The movie began, and I was pretty enthralled. 10 minutes in, my cell phone vibrated in my lap. I looked down to see that Alyssa had sent me a reply to an earlier text message. About 2 minutes later, she sent another quick text and I, not really thinking through the situation, started typing out a quick reply to her. As soon as I had begun the message, the woman to my right tapped my shoulder and said in a near regular volume voice, “Do you mind? Its really dark in here and your phone is really bright!”

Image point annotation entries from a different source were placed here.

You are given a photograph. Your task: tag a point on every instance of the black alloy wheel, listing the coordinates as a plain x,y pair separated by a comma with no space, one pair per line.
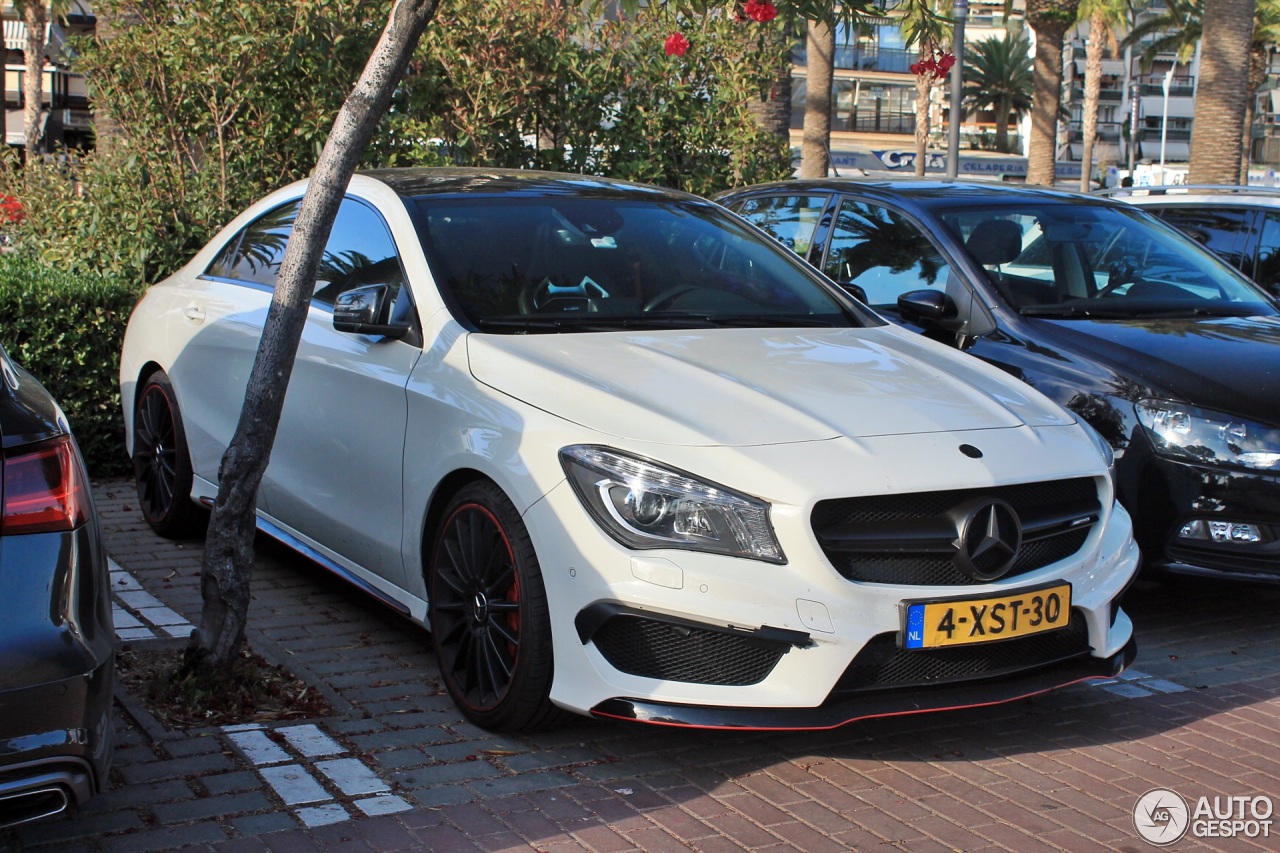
488,611
161,464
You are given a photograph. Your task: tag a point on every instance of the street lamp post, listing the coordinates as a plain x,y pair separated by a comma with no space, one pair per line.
961,12
1164,121
1134,89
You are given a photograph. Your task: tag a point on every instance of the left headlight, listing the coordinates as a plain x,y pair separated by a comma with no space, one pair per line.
644,505
1208,437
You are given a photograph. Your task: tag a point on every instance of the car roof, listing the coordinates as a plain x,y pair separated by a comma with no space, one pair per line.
923,191
1198,195
460,181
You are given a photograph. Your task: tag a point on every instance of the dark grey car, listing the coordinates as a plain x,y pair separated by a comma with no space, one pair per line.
58,661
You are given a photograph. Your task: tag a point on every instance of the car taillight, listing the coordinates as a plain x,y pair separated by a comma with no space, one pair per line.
45,489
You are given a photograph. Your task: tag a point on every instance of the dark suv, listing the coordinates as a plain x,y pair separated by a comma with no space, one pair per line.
1240,224
58,660
1170,354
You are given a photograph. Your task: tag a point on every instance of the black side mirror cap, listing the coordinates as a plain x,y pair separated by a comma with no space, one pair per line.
366,310
931,309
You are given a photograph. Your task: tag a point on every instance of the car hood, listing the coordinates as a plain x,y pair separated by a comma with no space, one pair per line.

I felt awful. I felt like all of those Sprint commercials about “silencing your cell” at the beginning of the previews were suddenly aimed directly at me and my beaming phone in the theater. I was a movie wrecker! I turned my phone over in my lap so the screen was facing my thighs and starting scheming on how I could properly apologize at the end of the movie.

As the movie wore on, I still felt horrible about the cell phone incident. Then, I noticed something interesting. The woman who had asked me to stop texting was stretching out into the two seats adjacent to hers. She was reclining in three prime theater seats, right smack dab in the middle of the packed theater!  She proceeded to rearrange herself for maximum comfort at least 5 times over the course of the lengthy movie, and bumped my arm off the rest a few times.

My first instinct was a furious judgement. I thought to myself, “Who the heck does she think she is…telling me to stop texting and then bogarting 3 whole seats! Lame.” Then after a few minutes my fury melted into pity. She was sitting all alone. Bummer. No one to sit next to. When you go to the movies alone, there’s no one to digest all of the epic moments with afterward. The movie ended around 12:45 and I did apologize at the end of the film.

By the way, the girl seated directly in front of me was texting on her iPhone frequently…and her LCD phone screen is about 4 times the size of mine. She didn’t get a reprimand from the theater Nazi.